Thanks Jan and Dan. I should maybe have mentioned that the motivation for this post is a guest lecture I’m giving to Sverrir’s 300-level CS course on numerical methods. We were hoping that I could talk about applications of numerical methods in neural simulators. It seems like the major gains in efficiency that nengo utilizes are related to the grouping of operators that perform various numerical steps, rather than the design of operators targeted at our particular flavor of neural simulations. If I looked into the operators that performed e.g. matrix multiplies or the LIF math, would I find anything insightful that I could discuss with 3rd year undergraduates? I’m currently reading the section of the NEURON book on numerical methods and finding some relevant material on temporal/spatial discretization, Euler vs. Crank-Nicholson integration, numerical instability, adaptive timesteps, etc. Am I likely to find anything comparable within the operator math, or do our simulations not benefit from these tricks (due to the simplicity of our point neurons)?

jgosmann · July 16, 2018, 5:15pm

I suppose numerical methods are not just about efficiency, but also accuracy? Nengo uses simple Euler integration (I believe). But does some things to make the LIF math more accurate (I think one of those might have been a bonus question in the NEF course). You might want to take a look at the PRs #511 and #975.

arvoelke · July 16, 2018, 9:43pm

Nengo uses zero-order hold (ZOH) – not Euler’s method – in its discretization of LIF neurons and linear synapse models. ZOH assumes the input stays constant across the time-step, while Euler’s method assumes the derivative of the state remains constant (this is usually a much stronger assumption that is more appropriate for nonlinear systems, where there is no closed-form ZOH solution). Note that the portion of the system being discretized is linear for both neurons and synapses. Details on both methods may be found here: https://docs.scipy.org/doc/scipy-0.14.0/reference/generated/scipy.signal.cont2discrete.html

arvoelke · July 16, 2018, 10:04pm

One idea that we haven’t spoken about, that may be appropriate for speeding up models such as Wilson’s (i.e., models that require a very fine time-step for integration – much finer than the Nyquist frequency of the input signal being integrated), is to build a lookup table / cache. This isn’t appropriate for a course on numerical methods, but it may be appropriate for approximating a ZOH solution to a complex nonlinear model in some manner that is fast and accurate, at the cost of additional memory. Basically, you would precompute a table[input][old_state] => (new_state, output) that approximates the model’s input -> output behaviour, assuming the input is held constant across the time-step (ZOH). You would do this by using some costly method of numerical integration at some finer time-step, and at some level of state+input resolution (which will determine your memory/accuracy trade-off). You only need to do this once. Then it’s $O(1)$ time to simulate the model by looking up the closest value in the table, and possibly doing some (spatial) interpolation across nearby values to improve accuracy.

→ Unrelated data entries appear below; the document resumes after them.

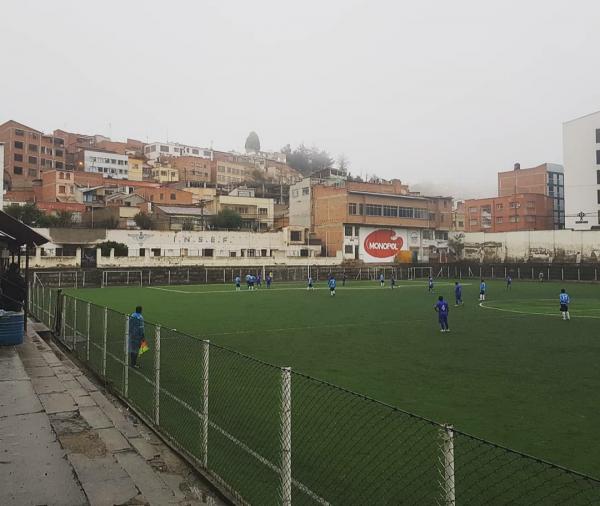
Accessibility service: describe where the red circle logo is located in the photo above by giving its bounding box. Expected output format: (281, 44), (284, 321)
(364, 229), (404, 258)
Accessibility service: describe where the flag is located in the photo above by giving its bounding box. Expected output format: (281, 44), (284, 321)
(138, 339), (150, 355)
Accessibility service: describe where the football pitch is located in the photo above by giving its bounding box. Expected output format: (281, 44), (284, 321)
(67, 278), (600, 476)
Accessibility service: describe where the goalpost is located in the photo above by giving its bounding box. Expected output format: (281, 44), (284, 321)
(102, 271), (143, 288)
(408, 267), (433, 280)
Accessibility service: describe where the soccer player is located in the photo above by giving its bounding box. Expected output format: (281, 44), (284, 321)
(560, 288), (571, 320)
(454, 281), (464, 307)
(479, 278), (487, 300)
(433, 295), (450, 332)
(327, 276), (335, 297)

I’m not sure if there’s a word for this technique / trick other than lookup / caching / memoization applied in a scenario that trades memory for accuracy (assuming ZOH). (This is also essentially what people are doing when they are drawing bifurcation diagrams of nonlinear systems.) However… one big potential limitation with this approach might be parallelizing it across neurons in the same way that numpy array operations are (essentially) parallelized.

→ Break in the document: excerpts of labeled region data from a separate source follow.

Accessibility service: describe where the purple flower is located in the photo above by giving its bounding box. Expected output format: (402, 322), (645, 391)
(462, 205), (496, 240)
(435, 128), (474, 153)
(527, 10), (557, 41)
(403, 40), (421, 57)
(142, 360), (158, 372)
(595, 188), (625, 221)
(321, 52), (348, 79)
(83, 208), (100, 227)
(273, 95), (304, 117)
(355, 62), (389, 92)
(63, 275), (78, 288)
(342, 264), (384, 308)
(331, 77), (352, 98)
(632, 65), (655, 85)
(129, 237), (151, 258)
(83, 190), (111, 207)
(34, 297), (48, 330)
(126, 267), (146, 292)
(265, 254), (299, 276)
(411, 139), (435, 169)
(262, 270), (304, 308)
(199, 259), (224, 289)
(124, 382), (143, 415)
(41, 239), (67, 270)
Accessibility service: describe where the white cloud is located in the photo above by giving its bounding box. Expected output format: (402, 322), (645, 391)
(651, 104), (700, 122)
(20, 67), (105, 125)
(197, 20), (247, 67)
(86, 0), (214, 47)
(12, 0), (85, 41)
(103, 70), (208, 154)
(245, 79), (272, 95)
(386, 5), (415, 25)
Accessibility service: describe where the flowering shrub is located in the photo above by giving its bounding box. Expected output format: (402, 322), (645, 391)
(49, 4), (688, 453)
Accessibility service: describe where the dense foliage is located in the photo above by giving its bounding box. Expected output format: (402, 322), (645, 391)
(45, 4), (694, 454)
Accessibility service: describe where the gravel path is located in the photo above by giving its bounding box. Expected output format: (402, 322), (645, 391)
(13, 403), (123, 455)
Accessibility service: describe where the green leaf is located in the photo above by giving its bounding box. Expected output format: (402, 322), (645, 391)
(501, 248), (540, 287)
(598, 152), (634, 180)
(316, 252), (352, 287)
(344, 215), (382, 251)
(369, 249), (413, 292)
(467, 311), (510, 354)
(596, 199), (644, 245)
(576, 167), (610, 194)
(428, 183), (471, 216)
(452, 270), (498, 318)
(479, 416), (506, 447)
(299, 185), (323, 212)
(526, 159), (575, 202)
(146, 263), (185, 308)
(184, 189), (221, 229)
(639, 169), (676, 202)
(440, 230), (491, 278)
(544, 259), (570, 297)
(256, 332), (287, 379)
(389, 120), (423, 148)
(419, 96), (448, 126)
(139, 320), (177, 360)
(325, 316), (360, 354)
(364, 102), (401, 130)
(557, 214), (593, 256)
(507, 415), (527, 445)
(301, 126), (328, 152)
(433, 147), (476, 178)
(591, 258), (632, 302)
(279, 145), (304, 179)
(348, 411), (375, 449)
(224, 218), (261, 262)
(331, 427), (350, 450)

tbekolay · July 16, 2018, 10:34pm

There is a simulator called EDLUT that uses the lookup table approach for spiking networks. I’ve never used it personally, but it’s come up when I’ve searched for other simulators.

Seanny123 · July 17, 2018, 12:35am

The thing I found insightful and may be relevant is how the filters are implemented. You can’t just implement the equation directly, because you can’t just convolve the signal, because it’s arriving in real-time. You have to do a discretisation which we’ve implemented in an interesting way. Maybe this is more about Digital Signal Processing?